1日緑茶5杯、コーヒー4杯で長生き? カテキンとカフェインの健康効果

緑茶やコーヒーをよく飲む人は死亡するリスクが低い

毎日飲んでいる緑茶やコーヒーにうれしい長生き効果。カテキン、クロロゲン酸、カフェインの働きが影響

いつも飲んでいる緑茶とコーヒーで長生きできる?

 あなたは緑茶またはコーヒーを1日何杯くらい飲んでいるでしょうか? 日本人にとって、緑茶は昔からなじみの深い飲み物ですが、今ではコーヒーも欠かせない飲み物になっていますね。食後や仕事の合間に、あるいは一息入れたいとき、緑茶やコーヒーを飲むという方は多いのではないでしょうか。

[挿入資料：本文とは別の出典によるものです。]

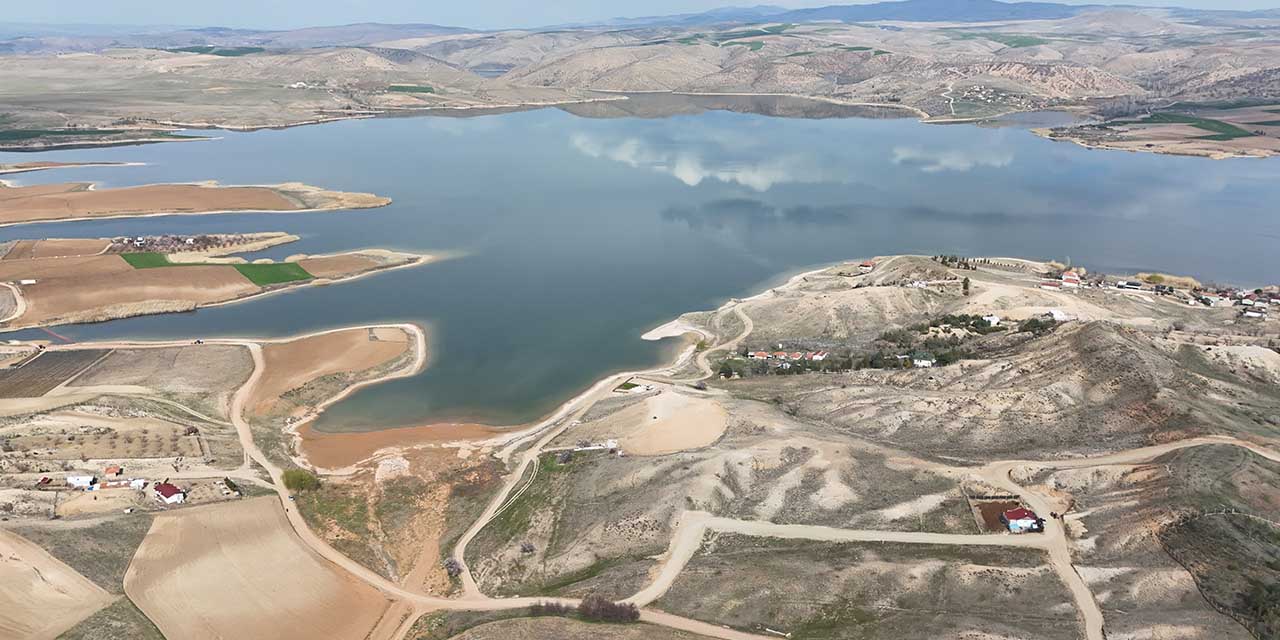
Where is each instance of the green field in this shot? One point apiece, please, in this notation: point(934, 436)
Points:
point(17, 135)
point(274, 273)
point(1220, 129)
point(263, 275)
point(411, 88)
point(225, 51)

 最近、そんな緑茶やコーヒーを日常的によく飲んでいる人は死亡リスクが低いという報告が、国立がん研究センターから発表されました。これは、日本各地に住む40~69歳の男女約9万人を1990年(または1993年)から2011年まで、平均19年に渡って追跡調査した「多目的コホート研究」によるもの。

 この研究では、緑茶やコーヒーの摂取量と全死亡リスク、日本人の主な死因であるがん、心疾患、脳血管疾患、呼吸器疾患などによる死亡リスクとの関連を調べました。

*調査では、死亡リスク要因となる年齢や喫煙、飲酒、運動習慣などが結果に影響しないよう統計学的に調整しています。

緑茶を1日5杯以上飲む人は全死亡リスクが最も低かった

 「多目的コホート研究」によると、緑茶を1日5杯以上飲む人の全死亡リスクは1日1杯未満の人に比べ男性で13%、女性で17%低く、飲む量が増えるほどリスクが低下する傾向がみられました。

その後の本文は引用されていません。